The 1953-1954 Chevrolet Bel Air arrived none too soon. Ford, determined to regain sales supremacy, launched an all-out production "blitz" that year as the industry shifted back into high gear with the end of the Korean hostilities. Forced to sell cars they hadn't ordered, Ford dealers resorted to heavy discounting. Chevrolet had no choice but to follow, and the race was on, though Chrysler Corporation and the independents ended up the losers.
For 1954, Ford again face-lifted its new-for-1952 bodies, but stole a march on Chevrolet with a new 239-cid overhead-valve V-8 and ball-joint front suspension. Chevrolet replied with more chrome, a wider grille with more teeth, new taillights, brighter colors, new interior trims, and a fortified six running 115 horses with stickshift (same as that year's 223-cid Ford six), or 125 with Powerglide (versus the Ford V-8's 130).
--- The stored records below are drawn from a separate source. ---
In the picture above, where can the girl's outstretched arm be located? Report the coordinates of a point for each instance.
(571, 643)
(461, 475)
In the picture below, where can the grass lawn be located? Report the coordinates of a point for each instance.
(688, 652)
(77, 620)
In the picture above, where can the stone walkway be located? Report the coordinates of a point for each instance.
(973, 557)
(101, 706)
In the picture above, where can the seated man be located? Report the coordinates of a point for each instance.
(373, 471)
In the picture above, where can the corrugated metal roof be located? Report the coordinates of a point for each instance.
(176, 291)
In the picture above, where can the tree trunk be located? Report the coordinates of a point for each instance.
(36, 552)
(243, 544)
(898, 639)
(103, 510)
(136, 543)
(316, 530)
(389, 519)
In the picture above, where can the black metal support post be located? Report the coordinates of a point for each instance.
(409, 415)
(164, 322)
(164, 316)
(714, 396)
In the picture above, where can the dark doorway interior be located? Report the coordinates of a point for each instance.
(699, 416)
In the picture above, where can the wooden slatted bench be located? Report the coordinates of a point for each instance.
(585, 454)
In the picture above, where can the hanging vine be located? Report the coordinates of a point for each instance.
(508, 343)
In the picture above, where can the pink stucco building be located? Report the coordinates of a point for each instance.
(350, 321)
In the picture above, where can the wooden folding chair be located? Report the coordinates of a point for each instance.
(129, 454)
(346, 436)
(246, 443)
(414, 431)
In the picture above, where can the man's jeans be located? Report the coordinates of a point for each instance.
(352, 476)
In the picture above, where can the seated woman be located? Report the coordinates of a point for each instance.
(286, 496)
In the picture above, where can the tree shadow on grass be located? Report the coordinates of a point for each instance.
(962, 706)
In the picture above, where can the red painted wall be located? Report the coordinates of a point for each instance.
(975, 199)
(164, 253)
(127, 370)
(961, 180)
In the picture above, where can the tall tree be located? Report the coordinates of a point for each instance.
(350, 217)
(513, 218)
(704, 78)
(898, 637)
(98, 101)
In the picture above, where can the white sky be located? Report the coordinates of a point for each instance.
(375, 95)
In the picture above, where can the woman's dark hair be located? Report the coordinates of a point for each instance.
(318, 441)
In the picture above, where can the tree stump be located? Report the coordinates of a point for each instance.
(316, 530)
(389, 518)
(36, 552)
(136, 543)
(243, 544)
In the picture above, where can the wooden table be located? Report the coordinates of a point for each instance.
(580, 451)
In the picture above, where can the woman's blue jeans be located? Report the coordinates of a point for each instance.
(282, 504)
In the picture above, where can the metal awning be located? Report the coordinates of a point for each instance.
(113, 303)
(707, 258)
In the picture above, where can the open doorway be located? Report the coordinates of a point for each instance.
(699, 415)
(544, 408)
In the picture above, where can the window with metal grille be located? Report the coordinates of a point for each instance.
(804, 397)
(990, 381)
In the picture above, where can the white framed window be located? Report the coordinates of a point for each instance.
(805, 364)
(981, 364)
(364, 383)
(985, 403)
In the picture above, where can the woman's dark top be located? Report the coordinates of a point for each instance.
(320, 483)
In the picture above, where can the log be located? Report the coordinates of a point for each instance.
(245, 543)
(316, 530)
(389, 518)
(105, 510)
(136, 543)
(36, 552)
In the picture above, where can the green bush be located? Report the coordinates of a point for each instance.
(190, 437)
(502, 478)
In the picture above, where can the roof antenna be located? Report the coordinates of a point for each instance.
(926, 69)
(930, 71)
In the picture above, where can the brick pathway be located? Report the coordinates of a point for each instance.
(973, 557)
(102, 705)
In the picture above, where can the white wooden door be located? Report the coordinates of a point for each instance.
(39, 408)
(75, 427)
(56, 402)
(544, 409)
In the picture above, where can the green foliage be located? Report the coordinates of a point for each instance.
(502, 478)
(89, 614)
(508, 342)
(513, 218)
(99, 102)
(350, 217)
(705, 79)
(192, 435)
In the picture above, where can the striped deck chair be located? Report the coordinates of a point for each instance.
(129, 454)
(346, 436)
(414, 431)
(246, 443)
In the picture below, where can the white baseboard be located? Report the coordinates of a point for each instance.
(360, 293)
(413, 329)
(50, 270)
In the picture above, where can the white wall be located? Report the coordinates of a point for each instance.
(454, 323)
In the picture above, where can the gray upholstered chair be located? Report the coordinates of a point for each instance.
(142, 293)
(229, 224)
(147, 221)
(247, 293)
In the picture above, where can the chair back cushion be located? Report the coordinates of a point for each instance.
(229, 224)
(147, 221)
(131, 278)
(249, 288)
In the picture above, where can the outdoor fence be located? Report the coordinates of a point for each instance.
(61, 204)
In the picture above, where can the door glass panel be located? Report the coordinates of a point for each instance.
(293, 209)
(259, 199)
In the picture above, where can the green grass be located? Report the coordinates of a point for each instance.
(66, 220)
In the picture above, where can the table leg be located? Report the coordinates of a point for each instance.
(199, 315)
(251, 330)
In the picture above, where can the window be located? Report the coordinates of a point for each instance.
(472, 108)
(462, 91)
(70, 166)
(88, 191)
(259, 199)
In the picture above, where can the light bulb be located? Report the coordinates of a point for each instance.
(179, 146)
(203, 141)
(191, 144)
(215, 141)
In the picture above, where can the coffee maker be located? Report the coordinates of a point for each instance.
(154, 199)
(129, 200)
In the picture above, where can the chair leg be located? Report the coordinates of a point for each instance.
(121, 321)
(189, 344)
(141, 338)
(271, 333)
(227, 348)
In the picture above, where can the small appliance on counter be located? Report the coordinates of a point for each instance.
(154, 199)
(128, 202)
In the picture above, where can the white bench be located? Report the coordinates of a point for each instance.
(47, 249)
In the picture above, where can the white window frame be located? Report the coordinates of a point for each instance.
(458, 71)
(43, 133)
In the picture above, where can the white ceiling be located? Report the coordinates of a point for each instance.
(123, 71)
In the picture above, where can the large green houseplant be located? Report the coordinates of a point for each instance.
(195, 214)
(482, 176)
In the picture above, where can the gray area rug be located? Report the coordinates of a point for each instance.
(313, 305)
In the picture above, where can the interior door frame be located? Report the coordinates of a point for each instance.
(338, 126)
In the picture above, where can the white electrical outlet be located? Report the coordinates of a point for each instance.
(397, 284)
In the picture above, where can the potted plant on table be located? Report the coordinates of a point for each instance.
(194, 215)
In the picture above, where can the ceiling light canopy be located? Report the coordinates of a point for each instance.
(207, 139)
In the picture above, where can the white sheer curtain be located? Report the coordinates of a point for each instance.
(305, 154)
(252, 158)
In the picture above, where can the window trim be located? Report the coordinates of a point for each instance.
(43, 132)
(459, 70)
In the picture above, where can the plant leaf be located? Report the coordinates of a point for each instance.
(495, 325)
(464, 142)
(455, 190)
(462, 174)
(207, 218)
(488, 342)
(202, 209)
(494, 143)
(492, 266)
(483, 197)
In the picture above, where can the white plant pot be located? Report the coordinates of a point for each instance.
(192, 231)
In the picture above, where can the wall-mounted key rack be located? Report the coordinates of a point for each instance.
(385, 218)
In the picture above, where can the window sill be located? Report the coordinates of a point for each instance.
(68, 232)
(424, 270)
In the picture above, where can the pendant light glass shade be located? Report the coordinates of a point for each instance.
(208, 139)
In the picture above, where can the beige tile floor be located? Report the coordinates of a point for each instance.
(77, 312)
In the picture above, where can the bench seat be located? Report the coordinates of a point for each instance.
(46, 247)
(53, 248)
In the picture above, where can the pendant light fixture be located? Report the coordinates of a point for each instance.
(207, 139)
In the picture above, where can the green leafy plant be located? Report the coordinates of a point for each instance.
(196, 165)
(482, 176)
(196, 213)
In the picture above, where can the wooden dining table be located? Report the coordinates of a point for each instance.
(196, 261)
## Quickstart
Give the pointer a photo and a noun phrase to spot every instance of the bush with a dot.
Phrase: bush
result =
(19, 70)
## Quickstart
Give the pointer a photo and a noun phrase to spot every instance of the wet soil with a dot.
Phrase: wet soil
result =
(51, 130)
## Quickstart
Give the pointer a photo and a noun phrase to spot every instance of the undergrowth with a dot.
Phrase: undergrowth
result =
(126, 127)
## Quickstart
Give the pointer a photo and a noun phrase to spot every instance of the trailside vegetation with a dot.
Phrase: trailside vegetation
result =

The One-Fifty business coupe was renamed Utility sedan, while a spiffy two-door sedan called Delray replaced the Two-Ten convertible and hardtop. Finally, the Two-Ten Townsman was upgraded into a Bel Air, bringing the series up to five separate models. New options, most often installed on Bel Airs, included power brakes ($38) and power front seat and front door windows ($86 for either).
Despite Ford's hard press, Chevrolet had added just enough pizazz in 1953 and 1954 to remain "USA-1," producing nearly 1.35 million cars for 1953 (about 100,000 more than Ford) and 1.166 million for 1954 (about 20,000 ahead). The Two-Ten emerged as the volume leader in both years, but the Bel Air finished a creditable second, rare for a flagship line even in those heady days.
The Bel Air's success also indicated that buyers were ready for more upmarket Chevrolets with colorful "living room" interiors; chromier, two-tone exteriors; and ever more convenience options. Indeed, the 1953-1954 Chevy pointed toward the future more than anyone probably realized at the time.
As collector cars, the 1955-1957 Chevrolets will probably always overshadow the 1953-1954 models, but the latter -- especially the Bel Airs -- are being discovered by enthusiasts as very pleasant cars with significance as the last of the low-suds "pre-classic" Chevrolets, an important transition in the make's history. That' s reason enough to include on any collectible car list -- that and the bow-tie badge they wear.